JeeLabs have a deservedly popular ESP8266 software package, esp-link which, as with all of the best ideas, is based on a relatively simple concept, a transparent, bi-directional pass-through between serial on one side and wireless on the other.  The main thrust of their development seems to be aimed towards OTA programming of Arduinos, ARMs and even ESP8266’es, but it’s just as easy to implement a “wireless console” for a remote device and, because JeeLabs have done such a good job of creating and packaging their software, you don’t even need to compile anything; just download their package, use esptool to load it to your ESP8266 and then connect to the device over the air to configure it.  Fantastic (especially for those of us who are more comfortable with hardware than mucking around with toolchains and eagle.app.v6 files)!

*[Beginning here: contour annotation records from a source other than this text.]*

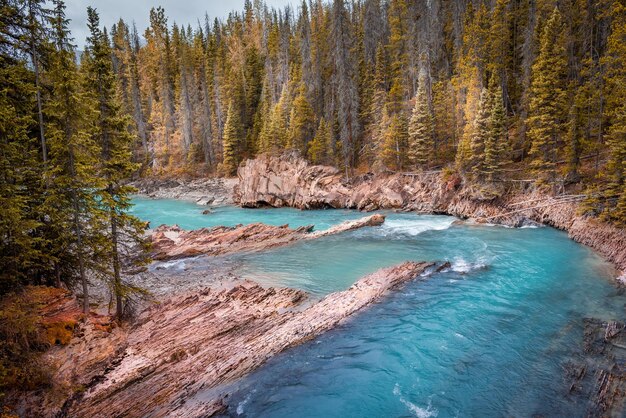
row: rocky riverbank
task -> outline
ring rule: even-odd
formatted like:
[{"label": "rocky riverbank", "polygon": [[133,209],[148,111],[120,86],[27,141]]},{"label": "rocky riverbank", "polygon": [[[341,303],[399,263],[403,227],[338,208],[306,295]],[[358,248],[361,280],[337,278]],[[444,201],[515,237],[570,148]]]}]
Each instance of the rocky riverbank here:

Note:-  If you’re going to configure your ESP8266 device as a transparent network-to-console link, you’ll need a version with enough pins.  The ESP-12 variants are good bets for this.  You can forget trying to use the ESP-01.

What started this quest was the need to update an older headless box (a mini server without a built-in frame-buffer) and the realization that I no longer had a working machine with a serial port to connect to its console.  Like everyone else in the ESP community, I’d seen JeeLabs’ project and was impressed by their detailed write-up, so it suggested itself as both a fun project and a solution to a pressing problem.

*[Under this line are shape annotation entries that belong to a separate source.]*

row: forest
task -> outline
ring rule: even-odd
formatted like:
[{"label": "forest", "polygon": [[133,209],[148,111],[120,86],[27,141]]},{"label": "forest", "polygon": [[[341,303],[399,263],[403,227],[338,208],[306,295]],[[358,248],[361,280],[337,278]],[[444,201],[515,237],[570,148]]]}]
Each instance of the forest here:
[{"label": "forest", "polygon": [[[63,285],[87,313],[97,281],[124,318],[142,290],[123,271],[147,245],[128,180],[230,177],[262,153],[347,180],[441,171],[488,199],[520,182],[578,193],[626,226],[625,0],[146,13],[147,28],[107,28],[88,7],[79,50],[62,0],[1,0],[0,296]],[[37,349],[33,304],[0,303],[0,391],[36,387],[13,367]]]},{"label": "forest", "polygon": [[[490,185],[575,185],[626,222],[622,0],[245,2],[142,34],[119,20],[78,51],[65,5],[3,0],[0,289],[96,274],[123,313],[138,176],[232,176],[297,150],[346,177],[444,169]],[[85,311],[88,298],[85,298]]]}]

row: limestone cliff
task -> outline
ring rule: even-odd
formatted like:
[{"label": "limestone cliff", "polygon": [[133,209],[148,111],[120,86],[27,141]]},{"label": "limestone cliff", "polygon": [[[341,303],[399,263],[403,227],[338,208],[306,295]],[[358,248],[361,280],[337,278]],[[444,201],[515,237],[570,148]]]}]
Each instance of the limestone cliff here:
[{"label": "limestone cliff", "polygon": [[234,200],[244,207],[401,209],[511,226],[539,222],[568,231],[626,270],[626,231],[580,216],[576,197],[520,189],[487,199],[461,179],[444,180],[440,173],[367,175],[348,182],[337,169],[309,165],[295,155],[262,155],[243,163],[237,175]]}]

First of all, I knew that one thing that differed from the “standard” connect-to-an-Arduino scenario was that I would be dealing with RS232 voltages, not TTL, so whatever else, I was going to need a level shifter.  Time to troll through the spares box and look for anything with “Maxim” stamped on the top.  I eventually came up with a single, unused MAX232A.  This is the version which only needs 0.1u capacitors, but has a 5v TTL interface on the inner-facing side.  Never mind, I’ll just have to throw a level shifter in there between the 3v3 ESP and the Max (this, as it turned out, would be problematic).  Other than that, I had everything else immediately to hand:-  a WROOM-02 on a project board with extra space available, the D-type connector (and even a shell) and a length of ethernet cable (saved for just such jobs after the end connectors had both lost their lock-tabs).  We were good to gStripboard with ESP8266, Max232A and level-shifterso!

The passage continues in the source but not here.